We know that the braking force is due to friction, and the formula for frictional force is given by the equation F_friction = μ * N, where μ is the coefficient of kinetic friction and N is the normal force. The normal force in this case is the same as the weight of the car, which is equal to the mass of the car multiplied by the acceleration due to gravity.
a) Calculating the deceleration:
Since the car is skidding, the maximum frictional force (F_friction) is equal to the maximum force applied by the brakes. So we can equate F = F_friction:
ma = μ * N
From this equation, we can solve for the acceleration, a:
a = μ * (m * g)
Given:
μ = 0.70 (coefficient of kinetic friction)
m = mass of the car (not given)
g = acceleration due to gravity (approximately 9.8 m/s^2)
b) Calculating the braking distance:
The braking distance (d) can be obtained using the SUVAT equation, which relates displacement, initial velocity, final velocity, acceleration, and time: v^2 = u^2 + 2as.
In this case, the final velocity (v) is 0 (since the car comes to a stop), the initial velocity (u) is 26.7 m/s, and the acceleration (a) is the deceleration we calculated earlier.
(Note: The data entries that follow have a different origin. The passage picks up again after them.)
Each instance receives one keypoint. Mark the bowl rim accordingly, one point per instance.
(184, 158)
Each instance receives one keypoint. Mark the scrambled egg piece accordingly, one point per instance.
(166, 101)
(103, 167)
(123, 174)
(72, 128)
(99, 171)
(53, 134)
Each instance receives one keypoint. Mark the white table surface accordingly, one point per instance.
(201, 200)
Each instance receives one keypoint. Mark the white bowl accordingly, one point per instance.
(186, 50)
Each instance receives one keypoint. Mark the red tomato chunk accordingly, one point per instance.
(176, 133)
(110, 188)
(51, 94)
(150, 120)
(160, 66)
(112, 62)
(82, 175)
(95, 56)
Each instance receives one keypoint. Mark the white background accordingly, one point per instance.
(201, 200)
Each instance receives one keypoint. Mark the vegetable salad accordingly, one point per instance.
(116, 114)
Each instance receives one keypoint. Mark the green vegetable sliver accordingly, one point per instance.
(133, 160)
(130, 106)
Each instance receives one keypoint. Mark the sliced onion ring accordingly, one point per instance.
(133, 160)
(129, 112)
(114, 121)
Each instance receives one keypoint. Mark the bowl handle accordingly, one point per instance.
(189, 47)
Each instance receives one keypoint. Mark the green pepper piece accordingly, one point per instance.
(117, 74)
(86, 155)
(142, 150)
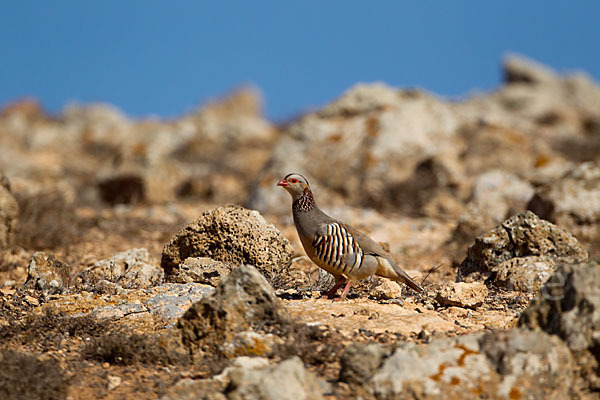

Now let's calculate each part of the question step by step:
a) Calculate the deceleration, a:
a = μ * (m * g) = 0.70 * (m * 9.8)
b) Calculate the braking distance, d:
0^2 = (26.7)^2 + 2 * a * d
Simplifying the equation: 0 = 712.89 + 19.6 * d
Rearranging the equation to solve for d:
19.6 * d = -712.89
d = -712.89 / 19.6
The braking distance from the instant the brakes were applied can be calculated as d ≈ 36.36 meters.
To find out the work done by friction, we can use the equation W = F * d, where W is work, F is force, and d is displacement.
b) Calculate the work done by friction:
The force of friction can be calculated using F_friction = μ * N, and since N is the weight of the car (m * g), we have F_friction = μ * (m * g).
The work done by friction is then:
W = F_friction * d
Now we can substitute the values:
W = (μ * (m * g)) * 36.36
Since the mass (m) of the car is not given, we cannot calculate the exact work done by friction without that information.